2016年01月07日

年が明けて

しばらく(というか、長い間)ブログの更新をさぼっていたら、あっという間に年が明けてしまった。
毎日こつこつ、というのがまったく向いていない僕なのです。

これから書くのは年末に伊東に行ったときの温泉での出来事。
その温泉には海側と山側のお風呂があり、男湯と女湯が毎日入れ替わる。
男湯は前日は山側だったのだが、その朝は場所が入れ替わり、海側のお風呂であった。

僕が入浴を済ませ、更衣室から出て行こうとしたところ、男の人(あたりまえですが)が入ってきた。
その方は、目が不自由らしく、壁を伝いながら歩いていた。
すれちがいざま、その方のつぶやきが聞こえた。

「オーシャンビューかぁ」

見ると、その方は、うれしそうににっこりと笑っていた。
まるで、閉じたまぶたの裏にその景色が見えるかのように。

風呂の入り口の外には人の気配がした。
きっと奥さんが、「あなた、きょうはオーシャンビューのお風呂ですよ。」といいながら風呂の入り口まで送ってきたのであろう。

なんだか、すごく、すがすがしい気持ちになった。


IMG_5242.jpg

伊東の街並み。遠くに初島が見える。
この記事へのコメント
心温まるエピソードと、とてもすてきなtackさんのお人柄とを垣間見ることができ、大変幸せな気持ちでおります。
思わず貴方様に私の憧れの方を重ねあわせてしまいました。
その方は、とても、とても真摯で優しすぎる方でした。時に痛々しくともどの様な窮地からも逃げず、信念と対峙し続ける頼もしい方でした。
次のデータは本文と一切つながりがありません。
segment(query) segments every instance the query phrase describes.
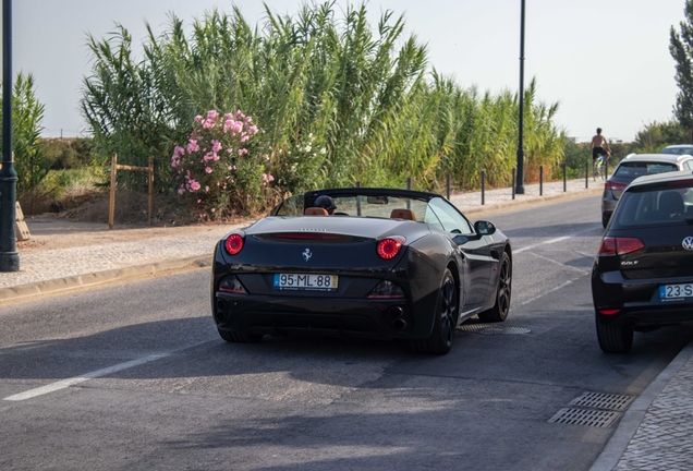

私は、その方の自信に満ちて優し過ぎるお背中が大好きでした。そのお背中は私を無条件に受け止め、心からの安心感を与えてくださりました。
今は只々、その方とご家族の皆様のご多幸を願ってやみません。
この様な私の愛おしい思い出を想起させて頂きまして、心より感謝しております。
あまりに歳を重ね過ぎ、白髪ばかりになってしまった者の独り言をお赦しくださいませね。そして、貴方様にも沢山の幸運が舞い降りますよう願っております 。
すてきな思い出をありがとうございます。